Douglas F4D-1 Skyray of Marine fighter squadron VMF(AW)-115 Able Eagles.
[Source: U.S. Navy)

The Douglas F4D Skyray (later redesignated F-6 Skyray) was a carrier-based fighter built by the Douglas Aircraft Company. Although it was in service for a relatively short time and never entered combat, it was notable for being the first carrier-launched aircraft to hold the world's absolute speed record and was the first United States Navy fighter capable of exceeding Mach 1 in level flight.

The Skyray was designed to meet a Navy requirement issued in 1947 for a fighter aircraft capable of intercepting and destroying an enemy aircraft at an altitude of 50,000ft (15,240m) within five minutes of the alarm being sounded. The Navy also wanted an aircraft which followed the designs and research of the German aerodynamicist Alexander Lippisch who moved to the U.S. after World War II.

Design and Development
The F4D Skyray was a wide delta wing design with long, sharply swept, rounded wings. The design was named after the Manta ray fish which it resembled. The thick wing roots contained the air intakes feeding a single turbojet engine. Fuel was contained both in the wings and the deep fuselage. Leading-edge slats were fitted for increased lift during takeoff and landing, while the trailing edges were mostly elevon control surfaces. Additional pitch trimmers were fitted inboard near the jet exhaust, and were locked upward on takeoff and landing.

The Westinghouse J40 turbojet was the intended power plant, but Douglas fortunately took a conservative view and designed in contingency options for other power plants.

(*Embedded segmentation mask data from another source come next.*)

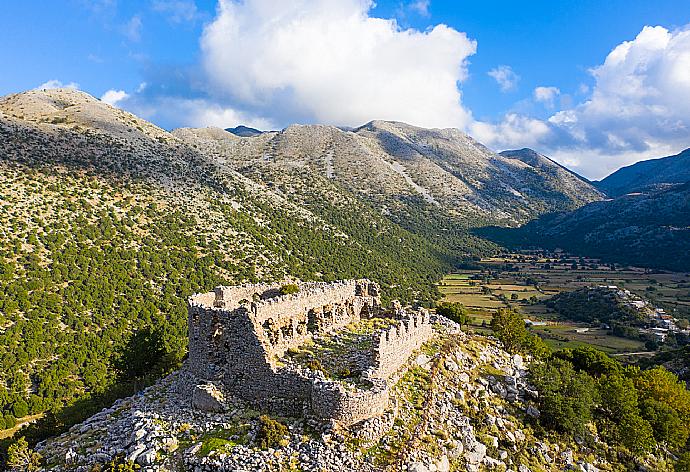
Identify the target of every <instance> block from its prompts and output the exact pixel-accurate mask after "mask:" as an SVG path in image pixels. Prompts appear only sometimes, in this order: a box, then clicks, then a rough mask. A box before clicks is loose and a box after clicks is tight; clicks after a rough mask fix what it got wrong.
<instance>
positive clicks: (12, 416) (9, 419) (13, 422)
mask: <svg viewBox="0 0 690 472" xmlns="http://www.w3.org/2000/svg"><path fill="white" fill-rule="evenodd" d="M15 426H17V419H16V418H15V417H14V416H12V415H10V414H5V428H6V429H10V428H14V427H15Z"/></svg>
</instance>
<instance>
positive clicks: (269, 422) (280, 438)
mask: <svg viewBox="0 0 690 472" xmlns="http://www.w3.org/2000/svg"><path fill="white" fill-rule="evenodd" d="M259 422H260V425H259V432H258V434H257V435H256V441H257V444H258V446H259V447H260V448H261V449H268V448H274V447H277V446H284V445H286V444H287V440H286V439H285V436H287V434H288V429H287V426H285V425H284V424H283V423H281V422H280V421H277V420H274V419H273V418H271V417H269V416H268V415H261V416H260V417H259Z"/></svg>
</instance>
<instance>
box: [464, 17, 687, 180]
mask: <svg viewBox="0 0 690 472" xmlns="http://www.w3.org/2000/svg"><path fill="white" fill-rule="evenodd" d="M688 71H690V27H685V28H681V29H679V30H676V31H669V30H668V29H666V28H664V27H661V26H656V27H650V26H645V27H644V28H643V29H642V31H641V32H640V33H639V34H638V35H637V37H636V38H635V39H634V40H632V41H625V42H623V43H621V44H619V45H618V46H616V47H615V48H614V49H613V50H612V51H611V52H610V53H609V54H608V56H607V57H606V59H605V60H604V62H603V64H601V65H599V66H597V67H594V68H593V69H592V70H591V71H590V72H591V74H592V77H593V78H594V80H595V84H594V86H593V88H592V90H591V94H590V96H589V97H588V99H587V100H585V101H583V102H582V103H580V104H578V105H577V106H574V107H572V108H566V109H563V110H560V111H558V112H556V113H554V114H553V115H552V116H551V117H549V118H548V119H546V120H537V121H539V122H540V123H541V125H540V126H536V125H534V123H533V125H532V126H525V123H531V122H532V121H534V119H532V118H527V117H518V116H513V115H511V114H509V115H506V117H505V118H504V120H503V121H502V122H501V123H498V124H490V123H478V124H475V125H473V129H477V130H479V132H481V133H483V136H485V137H486V141H487V143H488V144H489V145H491V146H493V147H496V148H508V147H522V146H530V147H536V148H537V149H539V150H541V151H542V152H544V153H549V154H551V155H552V156H554V157H555V158H557V159H560V160H561V161H562V162H563V163H566V164H570V165H573V166H574V167H575V168H576V169H577V170H579V171H581V172H583V173H584V174H585V175H587V176H590V177H592V178H599V177H602V176H604V175H606V174H607V173H609V172H610V171H613V170H615V169H616V168H618V167H620V166H622V165H626V164H630V163H633V162H636V161H638V160H641V159H647V158H650V157H660V156H664V155H668V154H673V153H677V152H679V151H681V150H682V149H684V148H687V147H688V146H690V73H688ZM535 99H536V90H535ZM545 130H548V131H545ZM478 137H480V139H481V136H478ZM578 156H579V157H578Z"/></svg>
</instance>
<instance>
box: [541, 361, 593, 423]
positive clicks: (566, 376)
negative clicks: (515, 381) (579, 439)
mask: <svg viewBox="0 0 690 472" xmlns="http://www.w3.org/2000/svg"><path fill="white" fill-rule="evenodd" d="M529 379H530V382H531V383H532V385H534V386H535V387H536V389H537V391H538V392H539V398H538V400H537V405H538V407H539V410H540V412H541V415H540V416H539V423H540V424H541V425H542V426H544V427H545V428H547V429H551V430H555V431H559V432H562V433H568V434H583V433H584V432H585V428H586V425H587V423H589V422H590V420H591V419H592V410H593V408H594V403H595V400H596V398H597V389H596V386H595V384H594V379H592V377H590V376H589V375H587V374H586V373H584V372H578V371H576V370H575V369H574V368H573V365H572V364H571V363H570V362H568V361H564V360H562V359H556V358H552V359H550V361H549V362H548V363H538V364H536V363H535V364H533V365H532V366H531V367H530V372H529Z"/></svg>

The J40 proved troublesome and was eventually cancelled, and the Skyray was fitted instead with the Pratt & Whitney J57, a more powerful but larger engine.

Production aircraft were not delivered until early 1956, while the U.S. Marine Corps received their first in 1957. In total, 419 F4D-1 (later designated F-6 in the unified designation system) aircraft were produced.

Its unique and notable looks also played a part in making the Skyray one of the best-remembered early jet fighters. Affectionately known as the "Ford" (after the "Four" and "D" of its designation), this aircraft had a spectacular rate and angle of climb and set a new time to altitude record. It saw the Skyray fly from a standing start to 49,221 feet (15,000 meters) in 2 minutes and 36 seconds, all while flying at a 70 degree pitch angle.